You can access TF_CONFIG from your training script if you need to: os.environ['TF_CONFIG']
.
Example TF_CONFIG set on a chief worker node:
TF_CONFIG='{
"cluster": {
"worker": ["host0:2222", "host1:2222"]
},
"task": {"type": "worker", "index": 0},
"environment": "cloud"
}'
TensorFlow example
Accelerating distributed GPU training with InfiniBand
As the number of VMs training a model increases, the time required to train that model should decrease. The decrease in time, ideally, should be linearly proportional to the number of training VMs. For instance, if training a model on one VM takes 100 seconds, then training the same model on two VMs should ideally take 50 seconds. Training the model on four VMs should take 25 seconds, and so on.
InfiniBand can be an important factor in attaining this linear scaling. InfiniBand enables low-latency, GPU-to-GPU communication across nodes in a cluster. InfiniBand requires specialized hardware to operate. Certain Azure VM series, specifically the NC, ND, and H-series, now have RDMA-capable VMs with SR-IOV and InfiniBand support. These VMs communicate over the low latency and high-bandwidth InfiniBand network, which is much more performant than Ethernet-based connectivity. SR-IOV for InfiniBand enables near bare-metal performance for any MPI library (MPI is used by many distributed training frameworks and tooling, including NVIDIA's NCCL software.) These SKUs are intended to meet the needs of computationally intensive, GPU-acclerated machine learning workloads. For more information, see Accelerating Distributed Training in Azure Machine Learning with SR-IOV.

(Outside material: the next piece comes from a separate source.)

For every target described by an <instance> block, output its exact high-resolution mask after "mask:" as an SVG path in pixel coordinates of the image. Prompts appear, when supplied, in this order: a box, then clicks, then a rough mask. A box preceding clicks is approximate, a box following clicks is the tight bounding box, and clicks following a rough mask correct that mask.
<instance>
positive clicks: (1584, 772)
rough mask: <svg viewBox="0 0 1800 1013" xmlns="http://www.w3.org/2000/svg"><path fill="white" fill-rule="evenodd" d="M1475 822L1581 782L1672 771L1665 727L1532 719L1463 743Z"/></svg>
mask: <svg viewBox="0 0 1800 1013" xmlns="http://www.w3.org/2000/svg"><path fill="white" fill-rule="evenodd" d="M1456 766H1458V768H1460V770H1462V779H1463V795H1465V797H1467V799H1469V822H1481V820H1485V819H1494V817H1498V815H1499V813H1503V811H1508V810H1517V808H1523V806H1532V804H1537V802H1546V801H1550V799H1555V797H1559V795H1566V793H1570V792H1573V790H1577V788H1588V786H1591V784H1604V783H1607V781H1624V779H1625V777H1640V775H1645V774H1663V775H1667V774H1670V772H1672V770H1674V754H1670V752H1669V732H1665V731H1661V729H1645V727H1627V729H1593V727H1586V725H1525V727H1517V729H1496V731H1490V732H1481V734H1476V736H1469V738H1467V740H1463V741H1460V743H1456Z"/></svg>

Typically, VM SKUs with an 'r' in their name contain the required InfiniBand hardware, and those without an 'r' typically do not. ('r' is a reference to RDMA, which stands for "remote direct memory access.") For instance, the VM SKU Standard_NC24rs_v3
is InfiniBand-enabled, but the SKU Standard_NC24s_v3
is not. Aside from the InfiniBand capabilities, the specs between these two SKUs are largely the same – both have 24 cores, 448 GB RAM, 4 GPUs of the same SKU, etc. Learn more about RDMA- and InfiniBand-enabled machine SKUs.
Warning
The older-generation machine SKU Standard_NC24r
is RDMA-enabled, but it does not contain SR-IOV hardware required for InfiniBand.
If you create an AmlCompute
cluster of one of these RDMA-capable, InfiniBand-enabled sizes, the OS image will come with the Mellanox OFED driver required to enable InfiniBand preinstalled and preconfigured.